Foreign Cash Surge: Nigeria Records $6.44 Billion Capital Inflow in Final Quarter of 2025

 


Date: March 26, 2026 l Reporter: Mr Emma

Nigeria has recorded a significant rise in foreign capital inflows, with total capital importation reaching $6.44 billion in the fourth quarter of 2025, according to official data released by the National Bureau of Statistics (NBS), signaling renewed investor interest in the country’s financial markets.

The latest figures represent a 26.61 percent increase compared to the $5.09 billion recorded during the same period in 2024, as well as a 7.13 percent rise from the previous quarter of 2025, indicating steady growth in capital inflows despite ongoing economic challenges.

A breakdown of the report shows that foreign portfolio investment dominated the inflows, accounting for approximately $5.49 billion, or over 85 percent of the total capital imported during the quarter. In contrast, foreign direct investment (FDI) contributed just $357.8 million, representing a relatively small share, while other investments accounted for about $599.65 million.

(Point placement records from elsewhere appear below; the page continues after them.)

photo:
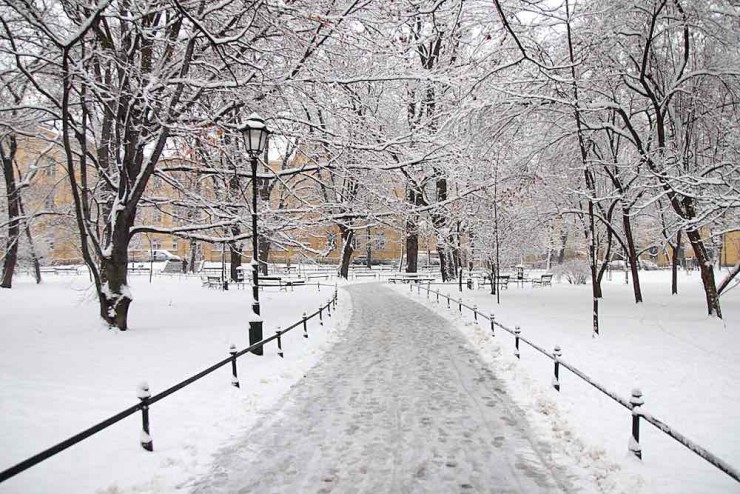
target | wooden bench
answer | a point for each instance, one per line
(365, 275)
(317, 276)
(409, 278)
(544, 280)
(212, 281)
(501, 281)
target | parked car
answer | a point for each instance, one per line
(362, 261)
(163, 255)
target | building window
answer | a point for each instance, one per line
(51, 168)
(380, 241)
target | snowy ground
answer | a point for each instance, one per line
(687, 365)
(62, 371)
(402, 404)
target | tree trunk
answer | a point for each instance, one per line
(707, 273)
(11, 248)
(412, 247)
(31, 247)
(193, 255)
(264, 254)
(563, 244)
(347, 235)
(235, 256)
(632, 253)
(114, 295)
(675, 263)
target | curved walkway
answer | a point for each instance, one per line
(400, 404)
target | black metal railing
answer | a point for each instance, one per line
(146, 400)
(634, 404)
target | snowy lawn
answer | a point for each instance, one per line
(686, 364)
(62, 370)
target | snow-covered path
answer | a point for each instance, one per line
(400, 404)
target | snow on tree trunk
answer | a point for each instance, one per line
(347, 235)
(707, 273)
(114, 295)
(632, 254)
(13, 198)
(412, 247)
(675, 249)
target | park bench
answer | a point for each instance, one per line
(501, 281)
(365, 275)
(212, 281)
(317, 276)
(543, 280)
(410, 278)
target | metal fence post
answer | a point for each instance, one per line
(234, 377)
(280, 343)
(143, 394)
(556, 354)
(636, 401)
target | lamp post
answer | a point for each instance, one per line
(255, 134)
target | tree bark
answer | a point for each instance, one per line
(632, 253)
(347, 235)
(675, 263)
(12, 193)
(113, 293)
(707, 272)
(235, 256)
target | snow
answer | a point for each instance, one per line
(62, 370)
(686, 363)
(404, 404)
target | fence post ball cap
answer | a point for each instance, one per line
(142, 391)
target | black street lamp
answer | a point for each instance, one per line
(255, 134)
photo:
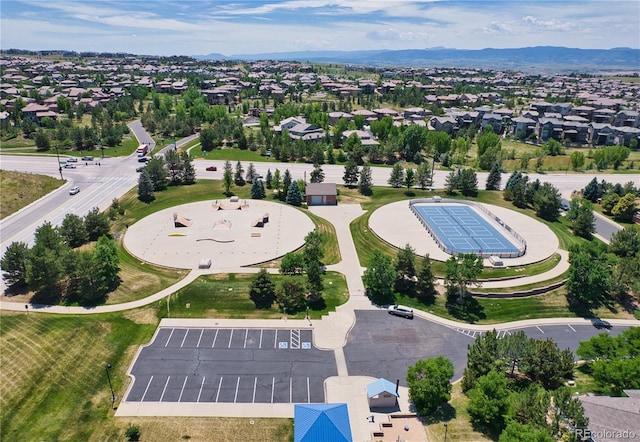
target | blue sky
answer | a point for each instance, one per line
(184, 27)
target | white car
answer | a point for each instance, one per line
(401, 310)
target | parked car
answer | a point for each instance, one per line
(401, 310)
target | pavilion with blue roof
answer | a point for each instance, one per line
(321, 423)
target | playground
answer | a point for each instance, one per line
(230, 233)
(473, 230)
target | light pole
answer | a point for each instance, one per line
(113, 395)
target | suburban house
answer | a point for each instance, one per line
(382, 394)
(321, 194)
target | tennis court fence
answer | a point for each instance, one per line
(522, 247)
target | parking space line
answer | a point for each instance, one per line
(215, 337)
(165, 388)
(255, 382)
(200, 338)
(273, 386)
(219, 385)
(201, 385)
(235, 397)
(169, 338)
(185, 337)
(183, 385)
(145, 390)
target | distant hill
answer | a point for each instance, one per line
(537, 58)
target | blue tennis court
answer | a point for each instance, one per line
(463, 230)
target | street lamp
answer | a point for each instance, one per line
(113, 395)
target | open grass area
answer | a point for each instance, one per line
(18, 189)
(53, 383)
(227, 296)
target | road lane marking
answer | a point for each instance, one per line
(273, 386)
(169, 338)
(219, 385)
(185, 338)
(200, 392)
(145, 390)
(255, 382)
(183, 385)
(164, 389)
(200, 338)
(235, 398)
(215, 337)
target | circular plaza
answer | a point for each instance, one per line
(398, 224)
(229, 233)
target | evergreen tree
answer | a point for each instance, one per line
(238, 177)
(317, 175)
(293, 195)
(396, 178)
(351, 173)
(365, 185)
(263, 290)
(145, 187)
(494, 178)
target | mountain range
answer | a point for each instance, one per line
(536, 58)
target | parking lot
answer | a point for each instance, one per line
(227, 365)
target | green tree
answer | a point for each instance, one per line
(625, 209)
(495, 177)
(379, 278)
(97, 224)
(429, 382)
(396, 179)
(227, 177)
(351, 173)
(73, 230)
(546, 202)
(365, 184)
(257, 190)
(145, 187)
(317, 175)
(468, 182)
(294, 197)
(488, 400)
(263, 290)
(291, 294)
(14, 263)
(461, 272)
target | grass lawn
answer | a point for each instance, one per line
(227, 296)
(18, 189)
(53, 384)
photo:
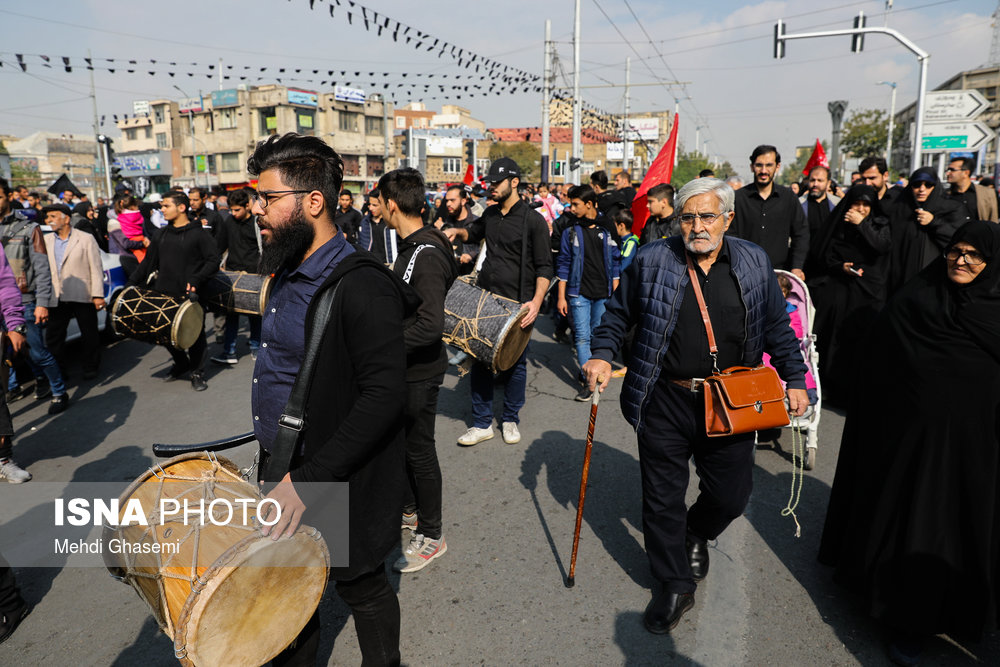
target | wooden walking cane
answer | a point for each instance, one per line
(595, 399)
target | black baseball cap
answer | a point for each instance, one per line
(503, 169)
(62, 208)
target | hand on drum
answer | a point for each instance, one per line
(292, 508)
(529, 318)
(598, 374)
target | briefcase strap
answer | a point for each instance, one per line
(713, 349)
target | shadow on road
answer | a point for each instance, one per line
(861, 635)
(612, 503)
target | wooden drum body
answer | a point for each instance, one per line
(157, 318)
(227, 595)
(238, 292)
(485, 325)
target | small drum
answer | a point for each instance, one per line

Sectoral analysis revealed that Nigeria’s banking industry attracted the largest share of foreign capital, receiving about $3.85 billion—nearly 60 percent of total inflows—followed by the financing sector with $1.94 billion. The production and manufacturing sector recorded significantly lower inflows, highlighting continued investor preference for financial instruments over real sector investments.

In terms of origin, the United Kingdom emerged as the largest source of capital inflow into Nigeria, contributing approximately $3.73 billion, while the United States and South Africa followed with notable contributions, reflecting the country’s reliance on established global financial hubs.

Financial institutions also played a key role in facilitating these inflows, with major banks such as Stanbic IBTC, Standard Chartered Bank Nigeria, and Citibank Nigeria leading in capital importation during the period.

Economic analysts say the surge in capital inflows points to improving investor confidence, particularly in Nigeria’s financial markets and short-term instruments. However, the relatively low level of foreign direct investment continues to raise concerns about long-term economic growth, job creation, and industrial development.

The latest data underscores a critical challenge for policymakers—how to convert rising foreign capital inflows into sustainable economic expansion, especially by channeling investments into key sectors such as manufacturing, infrastructure, and agriculture.

As Nigeria seeks to stabilize its economy and attract more long-term investments, the Q4 2025 capital importation figures offer both a sign of recovery and a reminder of the structural gaps that still need to be addressed.